En su interior, polvo y telarañas competían en abundancia. Los muebles tapados bajo sábanas blancas creaban una atmósfera de abandono y soledad. Pero lo que para muchos habría representado desánimo para ella era un reto, y dejando en una esquina el trolley, su bolso y el abrigo, se arremangó dispuesta a darle vida al lugar.



Una semana más tarde no sólo estaba bien instalada, si no que la casa parecía otra. Además, se había encargado de darse a conocer entre los vecinos, repartiendo con buenas artes -la de las sonrisas y la cháchara- unas peculiares tarjetas en las que, bajo su nombre, rezaba «tienda de magia y hechizos».
La mujer sabía que el mundo esotérico despertaba rechazo e interés a partes iguales, y también que eran muchos los que tras la inicial fachada de escepticismo, acababan picando por la curiosidad. Si le añadíamos que en un pueblo pequeño como aquel, la rumorología tenía más éxito que la publicidad, daba por hecho que empezaría a tener visitantes más pronto que tarde. Y así fue.
Primero, se dejaron caer las vecinas más curiosas, ansiosas por saber de primera mano en qué había convertido el hogar de la difunta Doña Cecilia, quien fuera muy popular en vida por agasajar a los vecinos con deliciosas tartas.
Todas ellas podrían contar que estaba muy limpio, y que como si no hubiera pasado el tiempo, cada cosa estaba en el lugar que le correspondía. Punto a favor de la nueva, que respetaba a los muertos y sus pertenencias.
Entre eso, un buen bizcocho casero acompañado de un café caliente, y lo bonito que quedaban los jarrones decorados con largos tallos de hiedra y flores frescas, era fácil dejarse conquistar.

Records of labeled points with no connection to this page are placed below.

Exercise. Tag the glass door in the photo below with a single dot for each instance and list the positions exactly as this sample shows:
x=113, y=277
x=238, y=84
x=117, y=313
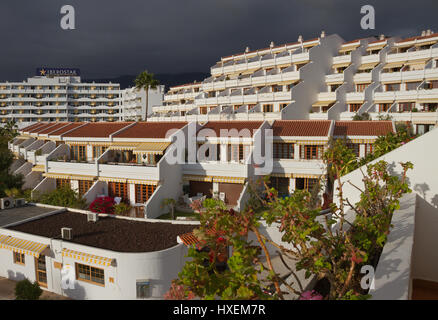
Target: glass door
x=41, y=272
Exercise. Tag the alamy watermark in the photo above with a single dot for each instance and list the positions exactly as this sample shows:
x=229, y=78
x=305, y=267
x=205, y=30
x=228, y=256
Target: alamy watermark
x=368, y=21
x=68, y=21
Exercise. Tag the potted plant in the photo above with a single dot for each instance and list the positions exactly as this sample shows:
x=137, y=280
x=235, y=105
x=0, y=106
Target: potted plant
x=170, y=203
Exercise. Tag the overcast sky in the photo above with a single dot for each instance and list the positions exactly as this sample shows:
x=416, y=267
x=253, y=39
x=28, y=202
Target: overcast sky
x=120, y=37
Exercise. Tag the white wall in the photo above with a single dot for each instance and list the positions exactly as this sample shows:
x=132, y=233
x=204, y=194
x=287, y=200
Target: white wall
x=159, y=267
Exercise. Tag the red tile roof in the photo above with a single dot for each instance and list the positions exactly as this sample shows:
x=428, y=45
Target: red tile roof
x=32, y=126
x=362, y=128
x=70, y=126
x=150, y=130
x=53, y=128
x=97, y=130
x=419, y=38
x=301, y=128
x=217, y=126
x=38, y=129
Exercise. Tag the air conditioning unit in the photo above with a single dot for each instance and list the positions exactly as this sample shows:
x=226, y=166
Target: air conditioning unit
x=6, y=203
x=92, y=217
x=20, y=202
x=67, y=233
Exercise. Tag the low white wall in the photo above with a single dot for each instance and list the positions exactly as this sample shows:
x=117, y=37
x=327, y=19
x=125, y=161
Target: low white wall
x=159, y=267
x=393, y=273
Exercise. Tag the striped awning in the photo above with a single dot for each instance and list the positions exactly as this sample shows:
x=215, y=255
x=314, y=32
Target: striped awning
x=309, y=176
x=281, y=175
x=69, y=176
x=229, y=180
x=394, y=65
x=312, y=142
x=124, y=146
x=367, y=66
x=349, y=48
x=22, y=246
x=110, y=179
x=86, y=257
x=152, y=147
x=145, y=182
x=39, y=168
x=362, y=140
x=341, y=64
x=323, y=103
x=197, y=178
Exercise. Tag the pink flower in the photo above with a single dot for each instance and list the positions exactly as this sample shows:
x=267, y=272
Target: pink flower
x=311, y=295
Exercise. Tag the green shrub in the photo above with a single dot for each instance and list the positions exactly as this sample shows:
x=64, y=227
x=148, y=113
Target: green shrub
x=26, y=290
x=63, y=197
x=122, y=208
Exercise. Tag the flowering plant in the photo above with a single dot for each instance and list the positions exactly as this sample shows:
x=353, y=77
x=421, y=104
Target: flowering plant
x=103, y=205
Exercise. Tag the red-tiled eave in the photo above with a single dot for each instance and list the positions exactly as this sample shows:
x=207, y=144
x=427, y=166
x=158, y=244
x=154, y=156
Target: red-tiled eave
x=362, y=128
x=301, y=128
x=38, y=129
x=190, y=239
x=217, y=126
x=97, y=130
x=54, y=128
x=66, y=128
x=32, y=126
x=418, y=38
x=150, y=130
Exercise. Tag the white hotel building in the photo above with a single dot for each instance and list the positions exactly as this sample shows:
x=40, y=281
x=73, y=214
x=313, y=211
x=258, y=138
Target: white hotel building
x=65, y=98
x=325, y=78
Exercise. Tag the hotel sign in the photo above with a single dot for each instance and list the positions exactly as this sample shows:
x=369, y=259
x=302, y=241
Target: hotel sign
x=58, y=72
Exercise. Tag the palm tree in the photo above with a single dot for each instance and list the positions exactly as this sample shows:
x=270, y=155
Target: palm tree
x=146, y=81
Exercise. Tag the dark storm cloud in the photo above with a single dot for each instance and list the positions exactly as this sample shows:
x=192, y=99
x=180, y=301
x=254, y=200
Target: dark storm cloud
x=116, y=37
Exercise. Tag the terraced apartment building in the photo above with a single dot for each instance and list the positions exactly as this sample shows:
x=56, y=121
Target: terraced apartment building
x=325, y=78
x=62, y=97
x=142, y=163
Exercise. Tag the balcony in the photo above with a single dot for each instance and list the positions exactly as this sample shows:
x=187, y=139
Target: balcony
x=298, y=166
x=216, y=168
x=412, y=55
x=65, y=167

Con la partida medio ganada, era cuando la joven les hacía pasar a un pequeño cuarto que había junto a la entrada; el único lugar de la casa que había sufrido una auténtica transformación. No era una habitación al uso, si no que se había convertido en una tienda improvisada.
Artilugios del todo insospechados llenaban la estantería de madera y la mesa que había a su lado. Bolas de cristal de diferentes tamaños, barajas de Tarot, amuletos y talismanes, velas para rituales, piedras energéticas, aceites esenciales y un largo etcétera de productos extravagantes, que se convirtieron en la comidilla de los vecinos de Los Arces de San Pedro.



- Aunque la joven no pudo librarse de algunas críticas, por suerte la caza de brujas formaba parte del pasado, y lo que podría haber sido un asunto oscuro y tenebroso se convirtió en el centro de atención de la localidad.
Al poco tiempo, no había abuela sin amuleto en el cuello; ni pareja sin su aceite para desestresarse o lo que terciara; ni vaca sin sus piedras para que la leche fluyera abundante; ni casa sin sus velas para aumentar la armonía. Eso por no contar que cualquiera que se enfrentase a alguna incógnita vital se pasaba a que le echara las cartas para aclarar dudas.

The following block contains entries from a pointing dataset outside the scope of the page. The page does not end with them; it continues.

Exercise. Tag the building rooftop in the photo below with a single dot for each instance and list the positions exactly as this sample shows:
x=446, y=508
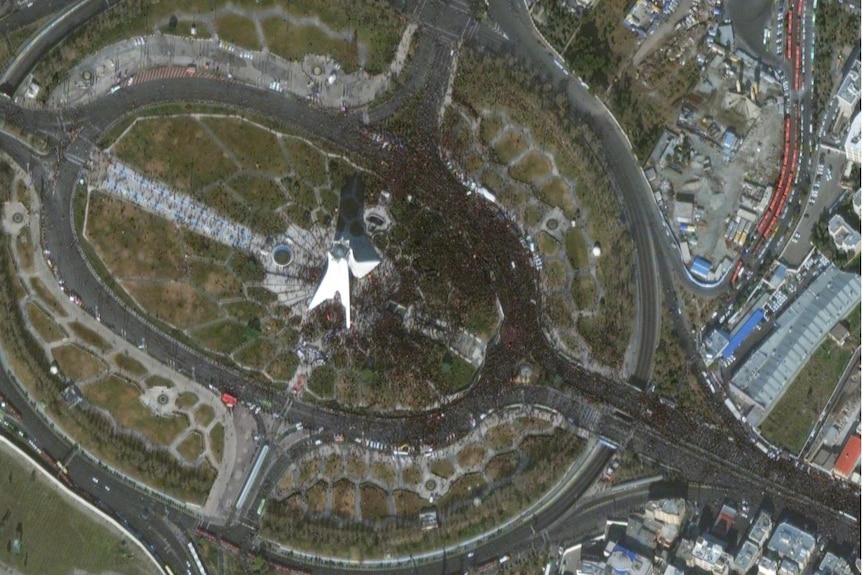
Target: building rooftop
x=798, y=332
x=792, y=543
x=746, y=557
x=849, y=458
x=849, y=89
x=760, y=529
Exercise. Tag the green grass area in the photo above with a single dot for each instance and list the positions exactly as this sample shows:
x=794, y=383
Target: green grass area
x=47, y=297
x=217, y=441
x=373, y=502
x=223, y=336
x=192, y=446
x=555, y=275
x=257, y=354
x=383, y=471
x=531, y=168
x=77, y=363
x=308, y=162
x=500, y=437
x=130, y=364
x=204, y=414
x=89, y=337
x=254, y=148
x=511, y=144
x=56, y=535
x=293, y=42
x=47, y=328
x=557, y=193
x=442, y=468
x=548, y=245
x=791, y=420
x=175, y=303
x=186, y=400
x=121, y=399
x=502, y=466
x=237, y=30
x=576, y=249
x=259, y=191
x=214, y=279
x=471, y=455
x=489, y=127
x=132, y=242
x=408, y=503
x=283, y=366
x=584, y=292
x=158, y=381
x=321, y=382
x=189, y=158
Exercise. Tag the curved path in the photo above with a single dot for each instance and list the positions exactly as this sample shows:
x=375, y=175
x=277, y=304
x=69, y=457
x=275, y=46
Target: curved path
x=660, y=429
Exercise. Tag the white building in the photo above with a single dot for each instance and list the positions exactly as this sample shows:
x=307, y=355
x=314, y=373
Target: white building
x=852, y=144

Salvo el párroco que se limitaba a saludarla con un gesto de cabeza, todos se convirtieron en habituales de la Tienda de Magia y Hechizos, que con el tiempo acabó siendo más popular que Doña Cecilia y sus tartas.
Fotografías de Pixabay.
¡Hasta el próximo Post!



Me gusta mucho tu relato y como siempre me quedo con ganas de seguir leyendo. Tienes el don de poner la miel en los labios y dejar la puerta abierta a la imaginación….
Gracias. Que bonita es la fantasía…
Sigue con la historia….
Me parece que de cada historia tendré que poner más de una gota, porque siempre pedís continuación… Ok, algo pensaré.
Cómo enganchan tus mini cuentos! Son muy bonitos
Como el perfume, concentrados y en frasco pequeño 🙂
Preciosa historia. Y siempre te quedas con ganas de que continúe.
Gracias sister.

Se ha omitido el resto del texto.